Así que salía de casa. Caminaba. Mis pies no dejaban de moverse, me llevaban al centro de Madrid. Horas, horas y horas hasta que se agotaran mis fuerzas. No he dejado de andar desde entonces.

A veces llegaba a las puertas de un cine. Y entraba. Me daba igual que fuera un drama, una comedia, un musical o un documental. La oscuridad me calmaba, me consolaba, me abrazaba...


En La rosa púrpura del Cairo Mia Farrow entra en una sala de cine. Es el final de la película. Lo ha perdido todo. No tiene nada. Está completamente sola. En la pantalla bailan Fred Astaire y Ginger Rogers. La expresión de su rostro va cambiando poco a poco. Ha dejado de llorar; está sonriendo. 
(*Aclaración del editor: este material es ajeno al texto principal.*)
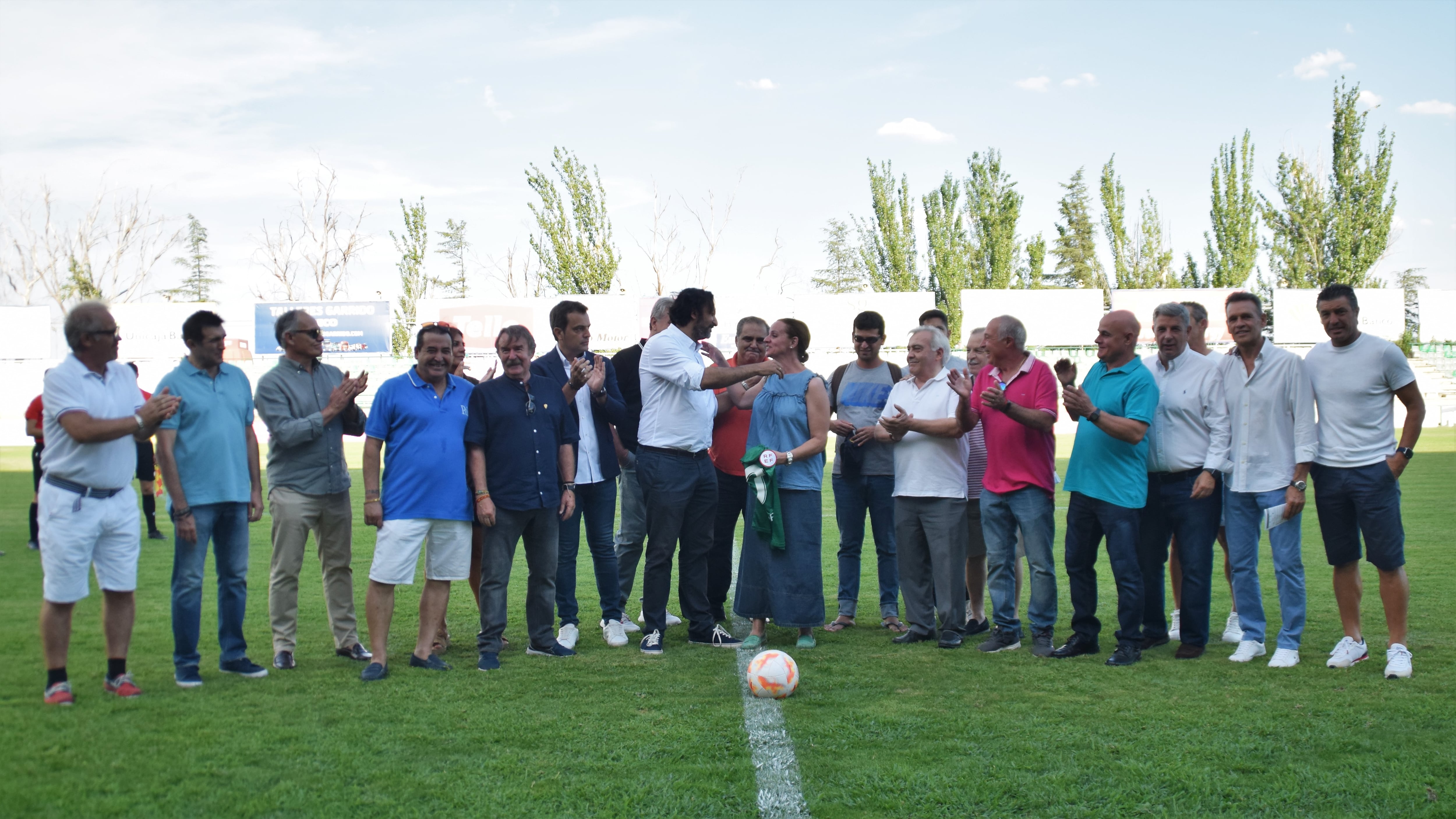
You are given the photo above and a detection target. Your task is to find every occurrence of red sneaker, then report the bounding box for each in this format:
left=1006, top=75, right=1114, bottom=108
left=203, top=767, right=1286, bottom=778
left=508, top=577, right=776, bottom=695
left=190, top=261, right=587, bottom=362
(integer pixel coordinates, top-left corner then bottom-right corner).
left=102, top=673, right=141, bottom=698
left=45, top=682, right=76, bottom=705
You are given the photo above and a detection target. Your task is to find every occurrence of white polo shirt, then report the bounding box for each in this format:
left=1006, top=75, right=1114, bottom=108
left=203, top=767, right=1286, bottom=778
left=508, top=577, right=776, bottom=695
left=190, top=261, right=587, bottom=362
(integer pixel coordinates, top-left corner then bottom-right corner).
left=41, top=355, right=144, bottom=489
left=879, top=368, right=970, bottom=500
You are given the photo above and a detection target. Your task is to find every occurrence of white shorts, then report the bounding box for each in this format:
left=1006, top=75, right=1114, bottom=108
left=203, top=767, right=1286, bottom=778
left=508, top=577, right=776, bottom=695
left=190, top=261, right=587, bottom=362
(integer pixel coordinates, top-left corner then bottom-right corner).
left=368, top=518, right=470, bottom=586
left=36, top=482, right=141, bottom=602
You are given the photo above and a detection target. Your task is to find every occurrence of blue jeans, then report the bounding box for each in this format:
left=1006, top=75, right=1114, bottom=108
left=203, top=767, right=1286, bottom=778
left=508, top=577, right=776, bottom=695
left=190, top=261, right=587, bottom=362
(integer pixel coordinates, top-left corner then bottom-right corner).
left=831, top=474, right=900, bottom=617
left=172, top=503, right=248, bottom=668
left=1137, top=471, right=1223, bottom=646
left=1223, top=489, right=1305, bottom=649
left=1064, top=492, right=1143, bottom=647
left=981, top=486, right=1057, bottom=634
left=556, top=480, right=622, bottom=625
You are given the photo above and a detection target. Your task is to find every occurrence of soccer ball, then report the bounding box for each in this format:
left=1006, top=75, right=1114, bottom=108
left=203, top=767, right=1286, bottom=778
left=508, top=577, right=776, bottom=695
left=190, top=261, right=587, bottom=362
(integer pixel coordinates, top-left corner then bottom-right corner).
left=748, top=650, right=799, bottom=700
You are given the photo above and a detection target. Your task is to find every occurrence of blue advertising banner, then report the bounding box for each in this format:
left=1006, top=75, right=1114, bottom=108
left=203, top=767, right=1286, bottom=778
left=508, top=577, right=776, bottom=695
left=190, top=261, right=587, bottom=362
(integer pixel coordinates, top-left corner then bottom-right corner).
left=253, top=301, right=389, bottom=355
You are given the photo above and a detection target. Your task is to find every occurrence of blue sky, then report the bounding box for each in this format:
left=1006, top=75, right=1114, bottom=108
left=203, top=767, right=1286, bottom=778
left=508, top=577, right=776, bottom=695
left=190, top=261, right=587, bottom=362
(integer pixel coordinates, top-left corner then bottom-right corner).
left=0, top=3, right=1456, bottom=298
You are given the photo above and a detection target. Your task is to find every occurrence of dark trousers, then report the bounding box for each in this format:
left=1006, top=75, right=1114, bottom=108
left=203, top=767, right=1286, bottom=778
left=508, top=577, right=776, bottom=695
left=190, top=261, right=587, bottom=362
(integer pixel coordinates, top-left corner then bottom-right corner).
left=638, top=447, right=718, bottom=640
left=478, top=505, right=561, bottom=653
left=1137, top=470, right=1223, bottom=646
left=708, top=467, right=751, bottom=620
left=1063, top=492, right=1143, bottom=644
left=556, top=480, right=622, bottom=625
Al salir del cine, tarareaba una melodía escuchada durante la película o recordaba una imagen, un diálogo o una escena. Así, intentaba mantenerlas vivas, que duraran un poco más esas pompas de jabón; me esforzaba por atraparlas en el aire, que no se perdieran, que no se desvanecieran... 

Ya no existía ni el dolor, ni la angustia, ni la rabia. El temblor, el miedo volverían, sí, muy pronto, pero en esos pocos minutos, durante unos breves instantes, antes de que la luz me aplastara, todavía aspiraba a la inmortalidad.